La primera obligación será, de ordinario, orientar el
apostolado hacia las personas que Dios ha puesto a nuestro lado, a quienes
están más cerca, a los que tratamos con frecuencia. En este apostolado, del que
no podemos excusarnos, está en primer lugar todo aquello que se refiere a la
salvación eterna de las personas que tratamos. Esto es lo primero;
inmediatamente después, hemos de preocuparnos los cristianos de ordenar
realmente todo el universo hacia Cristo: la dignidad de la persona humana, los
derechos de la conciencia, el respeto debido al trabajo, la preocupación por un
más equitativo reparto de bienes, el sincero deseo de paz entre los pueblos,
etc., es un quehacer de todos los cristianos, junto a los hombres de buena
voluntad que trabajan en el mundo por estos mismos ideales.
Venga a nosotros tu Reino. Y «Jesucristo recuerda a todos: et ego, si
exaltatus fuero a terra, omnia trahm ad meipsum (Jn 13,
32), si vosotros me colocáis en la cumbre de todas las actividades de la
tierra, cumpliendo el deber de cada momento, siendo mi testimonio en lo que
parece grande y en lo que parece pequeño, omnia traham ad meipsum,
todo lo atraeré hacia mí. ¡Mi reino entre vosotros será una realidad! (...).
»A esto hemos sido llamados los cristianos, esa es
nuestra tarea apostólica y el afán que nos debe comer el alma: lograr que sea
realidad el reino de Cristo, que no haya más odios ni más crueldades, que
extendamos en la tierra el bálsamo fuerte y pacífico del amor.
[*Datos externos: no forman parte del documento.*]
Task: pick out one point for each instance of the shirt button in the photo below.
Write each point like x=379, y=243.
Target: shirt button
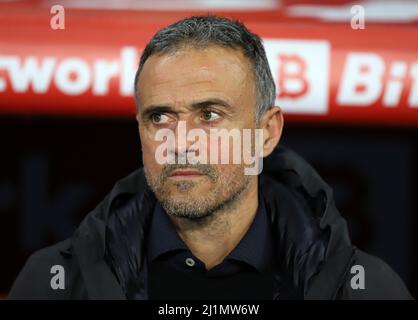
x=190, y=262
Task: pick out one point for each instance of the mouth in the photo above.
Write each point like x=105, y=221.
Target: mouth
x=185, y=174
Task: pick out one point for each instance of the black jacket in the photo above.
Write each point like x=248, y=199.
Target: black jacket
x=313, y=250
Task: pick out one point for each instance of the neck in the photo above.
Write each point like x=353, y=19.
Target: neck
x=212, y=238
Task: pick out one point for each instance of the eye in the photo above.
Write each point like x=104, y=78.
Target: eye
x=210, y=116
x=159, y=118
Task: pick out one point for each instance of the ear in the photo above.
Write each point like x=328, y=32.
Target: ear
x=272, y=125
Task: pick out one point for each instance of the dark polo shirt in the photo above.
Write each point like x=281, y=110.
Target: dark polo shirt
x=175, y=273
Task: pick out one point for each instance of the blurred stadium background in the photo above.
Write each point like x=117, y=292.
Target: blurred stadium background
x=67, y=127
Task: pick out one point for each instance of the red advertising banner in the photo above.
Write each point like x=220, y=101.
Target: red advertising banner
x=325, y=71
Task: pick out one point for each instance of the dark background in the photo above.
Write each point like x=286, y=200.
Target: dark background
x=55, y=170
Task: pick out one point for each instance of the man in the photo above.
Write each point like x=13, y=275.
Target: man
x=198, y=229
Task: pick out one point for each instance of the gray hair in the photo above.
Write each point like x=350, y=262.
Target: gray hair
x=205, y=31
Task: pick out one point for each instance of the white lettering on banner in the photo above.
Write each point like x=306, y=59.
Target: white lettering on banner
x=413, y=96
x=300, y=68
x=71, y=76
x=301, y=72
x=35, y=72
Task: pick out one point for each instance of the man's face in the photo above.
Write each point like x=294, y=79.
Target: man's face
x=205, y=89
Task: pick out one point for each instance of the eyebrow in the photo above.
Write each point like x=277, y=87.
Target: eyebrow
x=198, y=105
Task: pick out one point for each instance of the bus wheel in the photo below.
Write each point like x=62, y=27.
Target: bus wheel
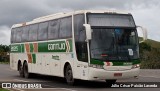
x=25, y=69
x=69, y=75
x=110, y=82
x=21, y=72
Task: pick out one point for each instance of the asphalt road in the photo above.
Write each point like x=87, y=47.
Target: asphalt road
x=58, y=84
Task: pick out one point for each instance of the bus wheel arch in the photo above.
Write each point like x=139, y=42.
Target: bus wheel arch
x=68, y=73
x=25, y=69
x=20, y=68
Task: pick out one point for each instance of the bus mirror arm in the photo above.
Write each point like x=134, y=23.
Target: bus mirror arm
x=144, y=32
x=88, y=31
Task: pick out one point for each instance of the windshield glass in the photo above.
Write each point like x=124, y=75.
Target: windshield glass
x=114, y=44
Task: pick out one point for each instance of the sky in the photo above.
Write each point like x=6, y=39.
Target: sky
x=145, y=12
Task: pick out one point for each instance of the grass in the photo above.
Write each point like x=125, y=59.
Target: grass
x=2, y=89
x=4, y=62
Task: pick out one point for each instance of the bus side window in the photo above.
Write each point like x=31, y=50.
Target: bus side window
x=65, y=30
x=53, y=29
x=25, y=33
x=18, y=35
x=80, y=36
x=33, y=32
x=43, y=30
x=13, y=35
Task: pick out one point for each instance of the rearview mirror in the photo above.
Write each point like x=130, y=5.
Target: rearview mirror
x=88, y=31
x=144, y=32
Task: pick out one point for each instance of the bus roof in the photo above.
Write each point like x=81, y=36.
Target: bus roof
x=60, y=15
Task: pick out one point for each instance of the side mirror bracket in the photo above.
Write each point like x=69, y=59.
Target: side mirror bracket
x=144, y=32
x=88, y=31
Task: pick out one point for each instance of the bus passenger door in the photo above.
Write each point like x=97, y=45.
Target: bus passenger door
x=45, y=64
x=82, y=64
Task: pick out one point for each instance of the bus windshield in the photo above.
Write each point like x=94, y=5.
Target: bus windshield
x=114, y=44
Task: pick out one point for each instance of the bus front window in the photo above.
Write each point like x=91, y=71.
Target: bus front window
x=114, y=44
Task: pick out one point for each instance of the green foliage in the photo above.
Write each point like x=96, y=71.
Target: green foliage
x=4, y=50
x=150, y=55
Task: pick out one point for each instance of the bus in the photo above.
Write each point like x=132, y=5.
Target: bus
x=87, y=45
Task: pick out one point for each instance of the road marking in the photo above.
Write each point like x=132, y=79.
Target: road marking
x=45, y=85
x=150, y=76
x=20, y=80
x=19, y=89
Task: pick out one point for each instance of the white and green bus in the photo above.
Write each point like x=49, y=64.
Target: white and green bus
x=86, y=45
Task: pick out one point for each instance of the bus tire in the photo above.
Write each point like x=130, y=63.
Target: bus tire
x=20, y=69
x=25, y=69
x=69, y=75
x=110, y=82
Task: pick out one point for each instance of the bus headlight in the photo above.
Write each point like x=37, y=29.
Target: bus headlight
x=136, y=66
x=96, y=66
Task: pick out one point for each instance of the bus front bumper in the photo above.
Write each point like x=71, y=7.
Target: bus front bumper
x=101, y=74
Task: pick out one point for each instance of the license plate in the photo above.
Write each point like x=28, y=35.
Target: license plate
x=117, y=74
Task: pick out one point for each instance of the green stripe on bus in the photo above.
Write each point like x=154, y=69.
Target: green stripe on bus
x=94, y=61
x=16, y=48
x=31, y=47
x=115, y=62
x=34, y=58
x=70, y=44
x=22, y=47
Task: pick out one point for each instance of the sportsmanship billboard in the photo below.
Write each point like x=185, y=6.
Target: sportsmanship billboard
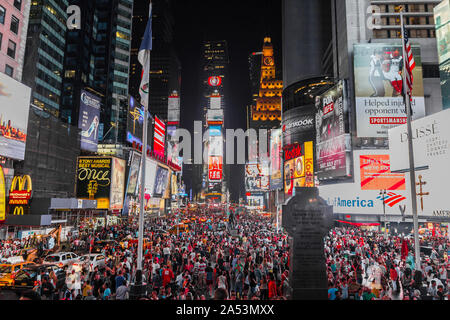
x=117, y=184
x=257, y=177
x=215, y=168
x=379, y=86
x=298, y=166
x=333, y=143
x=14, y=109
x=89, y=120
x=276, y=177
x=94, y=176
x=431, y=145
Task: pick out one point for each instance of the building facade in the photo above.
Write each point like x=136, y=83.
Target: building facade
x=266, y=113
x=13, y=36
x=44, y=55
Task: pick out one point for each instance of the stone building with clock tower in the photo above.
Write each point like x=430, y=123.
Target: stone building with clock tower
x=266, y=112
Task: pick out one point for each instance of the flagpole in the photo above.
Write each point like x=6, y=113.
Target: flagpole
x=139, y=266
x=412, y=170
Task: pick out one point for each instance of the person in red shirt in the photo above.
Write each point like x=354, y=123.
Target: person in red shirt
x=167, y=276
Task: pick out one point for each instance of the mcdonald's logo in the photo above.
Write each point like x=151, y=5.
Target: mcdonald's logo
x=20, y=191
x=18, y=211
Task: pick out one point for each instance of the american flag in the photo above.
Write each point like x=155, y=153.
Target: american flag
x=410, y=64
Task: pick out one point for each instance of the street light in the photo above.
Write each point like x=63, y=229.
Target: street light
x=383, y=195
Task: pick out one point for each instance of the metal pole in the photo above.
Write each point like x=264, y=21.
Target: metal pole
x=412, y=170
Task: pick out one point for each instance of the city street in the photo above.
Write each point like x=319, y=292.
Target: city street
x=242, y=155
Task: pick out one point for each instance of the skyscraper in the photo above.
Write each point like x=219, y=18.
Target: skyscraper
x=214, y=78
x=97, y=59
x=44, y=55
x=165, y=68
x=13, y=36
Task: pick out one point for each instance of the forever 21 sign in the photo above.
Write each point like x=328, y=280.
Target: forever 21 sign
x=94, y=178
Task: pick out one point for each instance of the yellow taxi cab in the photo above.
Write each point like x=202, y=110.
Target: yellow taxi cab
x=8, y=271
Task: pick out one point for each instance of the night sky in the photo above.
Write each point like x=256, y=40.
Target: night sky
x=243, y=24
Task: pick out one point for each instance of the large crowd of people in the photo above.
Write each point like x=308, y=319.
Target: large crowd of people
x=368, y=265
x=240, y=258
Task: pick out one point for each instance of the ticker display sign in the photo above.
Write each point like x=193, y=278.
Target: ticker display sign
x=94, y=176
x=333, y=143
x=89, y=120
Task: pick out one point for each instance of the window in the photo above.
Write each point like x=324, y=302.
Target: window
x=14, y=25
x=12, y=49
x=9, y=70
x=2, y=15
x=18, y=4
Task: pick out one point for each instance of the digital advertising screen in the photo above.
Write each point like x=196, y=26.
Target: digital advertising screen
x=94, y=175
x=333, y=143
x=89, y=120
x=378, y=72
x=161, y=182
x=14, y=110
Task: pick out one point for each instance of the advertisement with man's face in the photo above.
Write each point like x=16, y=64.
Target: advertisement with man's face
x=14, y=109
x=89, y=120
x=94, y=175
x=298, y=166
x=257, y=177
x=379, y=86
x=161, y=182
x=276, y=179
x=332, y=138
x=117, y=184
Pidamos hoy a
nuestro Rey que nos haga colaborar humilde y fervorosamente en el divino
propósito de unir lo que está roto, de salvar lo que está perdido, de ordenar lo
que el hombre ha desordenado, de llevar a su fin lo que se descarría, de
reconstruir la concordia de todo lo creado»14.
Comencemos, como siempre, por lo pequeño, por lo que está a nuestro alcance en
la convivencia normal de todos los días.
1 Casiano, Colaciones,
9, 18. —
2 Catecismo
Mayor, n. 290. —
3 Jn 17,
6. —
4 San
Agustín, Carta 130, a Proba. —
5 Sant 4,
15. —
6 Santa
Teresa, Camino de perfección, 31, 13. —
7 San
Juan Crisóstomo, Homilías sobre San Mateo, 19, 5. —
8 Cfr. Catecismo
Mayor, nn. 294-295. —
9 Lc 17,
21. —
10 San
Cipriano, Tratado de la oración del Señor, 13. —
11 Lc 11,
5-13. —
12 Catecismo
Romano, IV, 10, n. 2. —
13 Conc.
Vat. II, Decr. Apostolicam actuositatem, 3. —
14 San
Josemaría Escrivá, Es Cristo que pasa, 183.